The option value of waiting on soft window reform
The option value of preserving the concessional windows is considerable in a world with global governance failures that prevent first-best policy solutions. The provision of global public goods requires the institutional infrastructure that these windows can deliver. Shrinking the soft finance windows prematurely would mean losing the considerable option value of waiting. It implies losing effective financial and technical services and know-how on a scale and with a quality that matter globally or regionally. It would also forego network externalities that represent a valuable global asset. Shrinking the multilateral soft windows would also imply – for better or for worse – that MICs would also need to speed up the establishment of new development banks, such as New Development (‘BRICS’) Bank and Asian Infrastructure Investment Bank, without benefiting from knowledge and ´certification value´ that existing concessional windows have acquired already (Reisen, 2015).

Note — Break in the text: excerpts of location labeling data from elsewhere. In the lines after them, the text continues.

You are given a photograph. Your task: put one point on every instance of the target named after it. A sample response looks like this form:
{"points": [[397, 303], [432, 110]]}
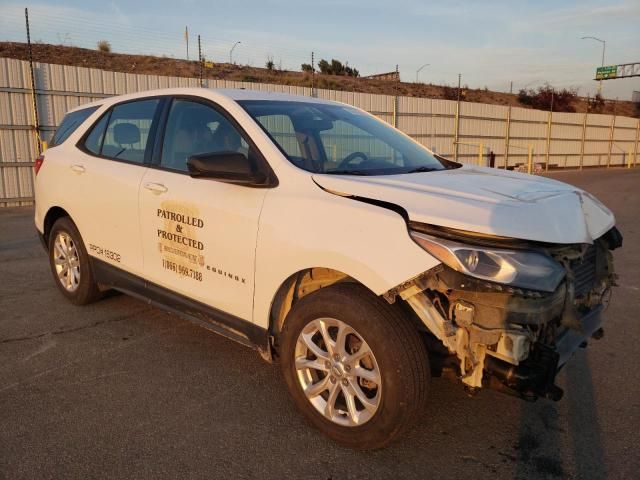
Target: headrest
{"points": [[126, 133]]}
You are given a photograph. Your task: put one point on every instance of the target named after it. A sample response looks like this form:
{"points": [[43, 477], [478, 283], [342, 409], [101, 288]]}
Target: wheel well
{"points": [[309, 280], [298, 285], [50, 218]]}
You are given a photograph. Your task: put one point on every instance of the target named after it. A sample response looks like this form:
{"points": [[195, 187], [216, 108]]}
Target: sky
{"points": [[490, 43]]}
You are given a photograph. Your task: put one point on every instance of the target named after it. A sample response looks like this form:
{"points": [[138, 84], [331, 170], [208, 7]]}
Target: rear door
{"points": [[106, 175], [199, 235]]}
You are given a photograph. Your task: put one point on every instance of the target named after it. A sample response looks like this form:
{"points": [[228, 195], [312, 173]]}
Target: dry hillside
{"points": [[142, 64]]}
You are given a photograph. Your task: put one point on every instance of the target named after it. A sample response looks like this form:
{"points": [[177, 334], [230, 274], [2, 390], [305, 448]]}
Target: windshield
{"points": [[338, 139]]}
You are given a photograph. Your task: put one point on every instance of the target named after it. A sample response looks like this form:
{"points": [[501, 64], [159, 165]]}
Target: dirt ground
{"points": [[83, 57], [119, 389]]}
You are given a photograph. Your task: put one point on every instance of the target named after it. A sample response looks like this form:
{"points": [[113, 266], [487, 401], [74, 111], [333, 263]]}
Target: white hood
{"points": [[486, 200]]}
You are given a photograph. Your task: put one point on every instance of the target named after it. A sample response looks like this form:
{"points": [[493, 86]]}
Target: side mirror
{"points": [[231, 167]]}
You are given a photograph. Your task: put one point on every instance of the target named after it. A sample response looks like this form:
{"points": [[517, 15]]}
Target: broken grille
{"points": [[584, 271]]}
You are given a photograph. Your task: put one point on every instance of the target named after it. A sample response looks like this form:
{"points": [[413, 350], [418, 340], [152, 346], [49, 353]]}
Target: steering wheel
{"points": [[351, 157]]}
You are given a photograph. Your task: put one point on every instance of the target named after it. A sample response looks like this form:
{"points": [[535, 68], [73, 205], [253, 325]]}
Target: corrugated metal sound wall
{"points": [[562, 139]]}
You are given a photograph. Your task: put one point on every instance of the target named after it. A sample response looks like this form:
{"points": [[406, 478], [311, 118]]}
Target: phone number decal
{"points": [[181, 270]]}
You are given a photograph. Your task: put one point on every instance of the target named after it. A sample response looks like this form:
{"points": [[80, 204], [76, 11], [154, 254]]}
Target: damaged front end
{"points": [[510, 313]]}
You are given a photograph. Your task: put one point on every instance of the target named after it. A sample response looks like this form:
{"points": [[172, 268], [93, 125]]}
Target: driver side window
{"points": [[193, 128]]}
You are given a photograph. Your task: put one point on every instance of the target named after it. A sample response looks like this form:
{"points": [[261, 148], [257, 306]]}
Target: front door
{"points": [[199, 235]]}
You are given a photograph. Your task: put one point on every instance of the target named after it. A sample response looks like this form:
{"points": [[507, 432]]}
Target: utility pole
{"points": [[418, 71], [200, 59], [231, 52], [34, 103], [457, 122], [313, 75], [395, 101], [186, 37]]}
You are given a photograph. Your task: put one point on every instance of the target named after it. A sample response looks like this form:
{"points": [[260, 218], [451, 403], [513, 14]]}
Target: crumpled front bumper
{"points": [[536, 376], [491, 350]]}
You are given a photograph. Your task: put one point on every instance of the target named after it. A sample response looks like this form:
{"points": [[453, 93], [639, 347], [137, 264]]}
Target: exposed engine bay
{"points": [[510, 338]]}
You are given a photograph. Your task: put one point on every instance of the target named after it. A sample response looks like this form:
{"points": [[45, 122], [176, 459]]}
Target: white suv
{"points": [[321, 236]]}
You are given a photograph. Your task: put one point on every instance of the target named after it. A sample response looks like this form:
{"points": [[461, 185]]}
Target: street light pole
{"points": [[231, 51], [418, 71], [604, 44]]}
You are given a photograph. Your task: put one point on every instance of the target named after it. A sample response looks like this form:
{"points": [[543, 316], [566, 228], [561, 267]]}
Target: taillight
{"points": [[38, 163]]}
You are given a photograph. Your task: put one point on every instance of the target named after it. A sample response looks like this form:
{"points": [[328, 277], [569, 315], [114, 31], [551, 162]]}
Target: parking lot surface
{"points": [[119, 389]]}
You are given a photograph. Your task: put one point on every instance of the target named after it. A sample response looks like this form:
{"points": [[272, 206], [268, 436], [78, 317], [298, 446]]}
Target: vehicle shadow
{"points": [[560, 440]]}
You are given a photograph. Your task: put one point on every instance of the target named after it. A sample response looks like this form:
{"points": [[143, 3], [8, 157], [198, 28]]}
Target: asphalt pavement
{"points": [[119, 389]]}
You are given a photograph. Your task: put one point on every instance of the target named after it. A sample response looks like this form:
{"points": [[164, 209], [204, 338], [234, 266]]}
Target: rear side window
{"points": [[70, 123], [123, 133]]}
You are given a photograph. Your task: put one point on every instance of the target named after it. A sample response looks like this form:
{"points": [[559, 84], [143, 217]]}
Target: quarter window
{"points": [[94, 140], [69, 124], [127, 131], [194, 128]]}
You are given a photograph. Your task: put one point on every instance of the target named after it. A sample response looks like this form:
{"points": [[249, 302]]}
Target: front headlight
{"points": [[519, 268]]}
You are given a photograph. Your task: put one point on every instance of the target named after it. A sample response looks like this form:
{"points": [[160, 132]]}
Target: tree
{"points": [[270, 64], [595, 104]]}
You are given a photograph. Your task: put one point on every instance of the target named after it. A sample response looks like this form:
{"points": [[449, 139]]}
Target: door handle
{"points": [[156, 188]]}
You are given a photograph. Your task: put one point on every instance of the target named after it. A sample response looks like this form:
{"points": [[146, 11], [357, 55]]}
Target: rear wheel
{"points": [[354, 365], [69, 263]]}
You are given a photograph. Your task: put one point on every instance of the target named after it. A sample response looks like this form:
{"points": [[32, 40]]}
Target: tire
{"points": [[67, 251], [393, 377]]}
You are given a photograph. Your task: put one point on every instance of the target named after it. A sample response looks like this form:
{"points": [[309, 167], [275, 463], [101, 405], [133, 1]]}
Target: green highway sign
{"points": [[604, 73]]}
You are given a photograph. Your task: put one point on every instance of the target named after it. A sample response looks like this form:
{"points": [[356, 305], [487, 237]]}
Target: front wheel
{"points": [[69, 262], [355, 365]]}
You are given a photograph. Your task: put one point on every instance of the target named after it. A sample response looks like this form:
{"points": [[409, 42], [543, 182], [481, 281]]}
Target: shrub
{"points": [[104, 46], [337, 68], [595, 104], [546, 96]]}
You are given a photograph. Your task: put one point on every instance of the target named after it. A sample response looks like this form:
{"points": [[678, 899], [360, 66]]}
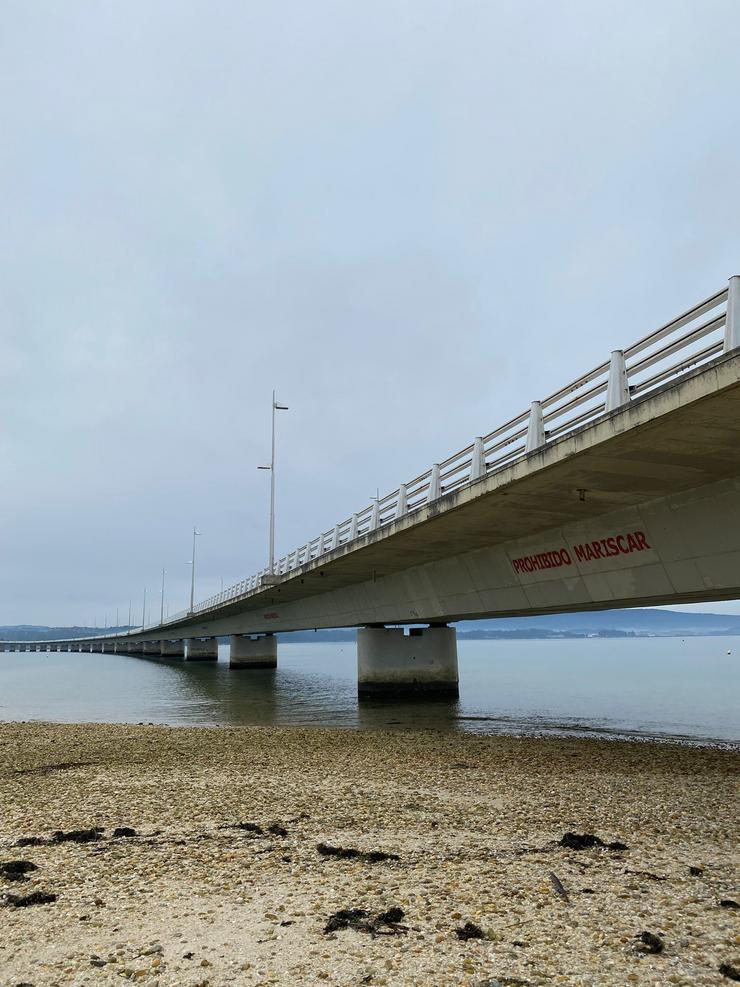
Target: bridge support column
{"points": [[202, 650], [418, 665], [253, 652], [172, 649]]}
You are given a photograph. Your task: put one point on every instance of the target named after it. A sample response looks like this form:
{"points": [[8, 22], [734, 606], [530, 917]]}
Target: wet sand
{"points": [[474, 821]]}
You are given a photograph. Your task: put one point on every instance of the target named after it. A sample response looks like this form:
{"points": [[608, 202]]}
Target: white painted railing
{"points": [[662, 357]]}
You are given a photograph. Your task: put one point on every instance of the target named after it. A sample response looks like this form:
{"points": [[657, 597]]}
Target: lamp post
{"points": [[271, 468], [196, 533]]}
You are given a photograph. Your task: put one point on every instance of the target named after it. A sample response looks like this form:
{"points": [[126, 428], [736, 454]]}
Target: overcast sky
{"points": [[411, 218]]}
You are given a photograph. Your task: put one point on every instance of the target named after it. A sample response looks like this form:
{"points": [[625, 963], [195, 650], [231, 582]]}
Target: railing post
{"points": [[732, 320], [478, 463], [402, 505], [435, 490], [535, 428], [617, 389]]}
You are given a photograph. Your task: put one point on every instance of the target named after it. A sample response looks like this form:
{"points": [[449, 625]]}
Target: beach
{"points": [[224, 882]]}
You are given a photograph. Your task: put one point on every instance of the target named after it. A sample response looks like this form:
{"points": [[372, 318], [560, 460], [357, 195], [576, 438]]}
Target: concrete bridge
{"points": [[620, 489]]}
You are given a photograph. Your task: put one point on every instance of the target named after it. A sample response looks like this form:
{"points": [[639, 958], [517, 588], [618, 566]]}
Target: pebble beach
{"points": [[256, 856]]}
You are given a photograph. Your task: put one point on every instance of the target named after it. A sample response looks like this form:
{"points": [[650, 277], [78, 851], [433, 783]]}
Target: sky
{"points": [[410, 218]]}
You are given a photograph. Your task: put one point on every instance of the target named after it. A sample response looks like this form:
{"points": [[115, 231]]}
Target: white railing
{"points": [[664, 356]]}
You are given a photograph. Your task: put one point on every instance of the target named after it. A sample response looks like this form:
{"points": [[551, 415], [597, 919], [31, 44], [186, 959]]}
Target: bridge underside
{"points": [[639, 509]]}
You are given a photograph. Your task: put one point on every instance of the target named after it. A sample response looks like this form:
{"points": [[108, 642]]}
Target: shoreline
{"points": [[582, 733], [201, 897]]}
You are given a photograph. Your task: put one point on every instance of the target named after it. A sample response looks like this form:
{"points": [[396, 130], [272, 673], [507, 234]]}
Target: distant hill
{"points": [[648, 622]]}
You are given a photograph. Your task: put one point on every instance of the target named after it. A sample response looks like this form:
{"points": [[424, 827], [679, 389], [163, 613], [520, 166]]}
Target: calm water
{"points": [[685, 689]]}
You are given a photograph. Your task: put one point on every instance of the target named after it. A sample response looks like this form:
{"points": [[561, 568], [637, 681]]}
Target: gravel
{"points": [[476, 822]]}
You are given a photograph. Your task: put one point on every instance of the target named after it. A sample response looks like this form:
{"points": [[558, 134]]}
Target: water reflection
{"points": [[639, 687]]}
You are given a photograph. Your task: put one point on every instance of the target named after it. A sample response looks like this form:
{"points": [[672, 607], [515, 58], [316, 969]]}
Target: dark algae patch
{"points": [[470, 931], [648, 942], [587, 841], [350, 853], [16, 870], [77, 835], [25, 900], [384, 924]]}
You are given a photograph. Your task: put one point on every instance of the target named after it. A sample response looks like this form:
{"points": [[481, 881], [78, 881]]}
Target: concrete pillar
{"points": [[202, 650], [419, 665], [172, 649], [253, 652]]}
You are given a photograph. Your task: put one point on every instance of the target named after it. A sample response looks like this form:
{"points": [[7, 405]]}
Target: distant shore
{"points": [[223, 882]]}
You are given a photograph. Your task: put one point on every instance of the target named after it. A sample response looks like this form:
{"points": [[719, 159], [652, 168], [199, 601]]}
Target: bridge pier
{"points": [[172, 649], [202, 649], [419, 665], [253, 652]]}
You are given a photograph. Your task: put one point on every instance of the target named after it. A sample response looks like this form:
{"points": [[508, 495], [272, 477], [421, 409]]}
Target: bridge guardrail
{"points": [[635, 371]]}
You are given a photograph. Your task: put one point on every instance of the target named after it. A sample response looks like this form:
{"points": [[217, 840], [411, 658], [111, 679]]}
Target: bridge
{"points": [[620, 489]]}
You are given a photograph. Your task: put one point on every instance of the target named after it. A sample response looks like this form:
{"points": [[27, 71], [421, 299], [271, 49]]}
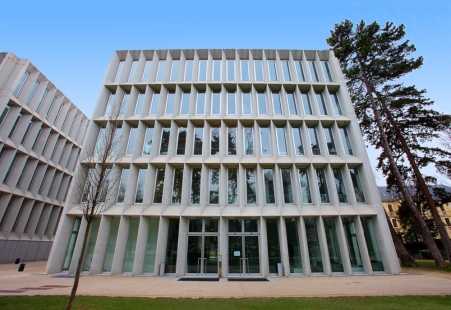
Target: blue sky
{"points": [[71, 42]]}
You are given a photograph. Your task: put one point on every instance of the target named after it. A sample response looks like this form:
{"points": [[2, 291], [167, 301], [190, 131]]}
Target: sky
{"points": [[72, 42]]}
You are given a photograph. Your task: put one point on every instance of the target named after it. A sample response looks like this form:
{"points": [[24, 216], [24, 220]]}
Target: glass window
{"points": [[265, 141], [340, 185], [184, 109], [231, 106], [123, 185], [326, 71], [258, 70], [214, 186], [244, 70], [281, 141], [119, 71], [231, 141], [214, 141], [154, 103], [314, 141], [175, 70], [146, 73], [322, 185], [313, 72], [148, 141], [198, 139], [251, 189], [140, 185], [196, 177], [299, 148], [346, 140], [170, 103], [202, 70], [247, 107], [248, 141], [159, 186], [272, 70], [232, 183], [305, 186], [165, 140], [358, 190], [216, 103], [330, 141], [161, 66], [181, 141], [200, 105], [188, 70], [131, 140], [177, 187], [269, 185]]}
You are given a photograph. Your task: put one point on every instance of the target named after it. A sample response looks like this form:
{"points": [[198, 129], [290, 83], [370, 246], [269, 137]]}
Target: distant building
{"points": [[41, 133]]}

Garroway C. and Reisen, H. 2014. The Future of Multilateral Concessional Finance. Deutsche Gesellschaft fuer Internationale Zusammenarbeit (GIZ) GmbH.
Jolliffe, D. and Prydz, E., 2015. "Global poverty goals and prices : how purchasing power parity matters," Policy Research Working Paper Series 7256, The World Bank.
Ravallion, M. 2010. "Do Poorer Countries Have Less Capacity for Redistribution?," Journal of Globalization and Development, De Gruyter, vol. 1(2), pages 1-31, December.
Reisen, H. 2015. “Will the AIIB and the NDB Help Reform Multilateral Development Banking?”, Global Policy Journal, Wiley.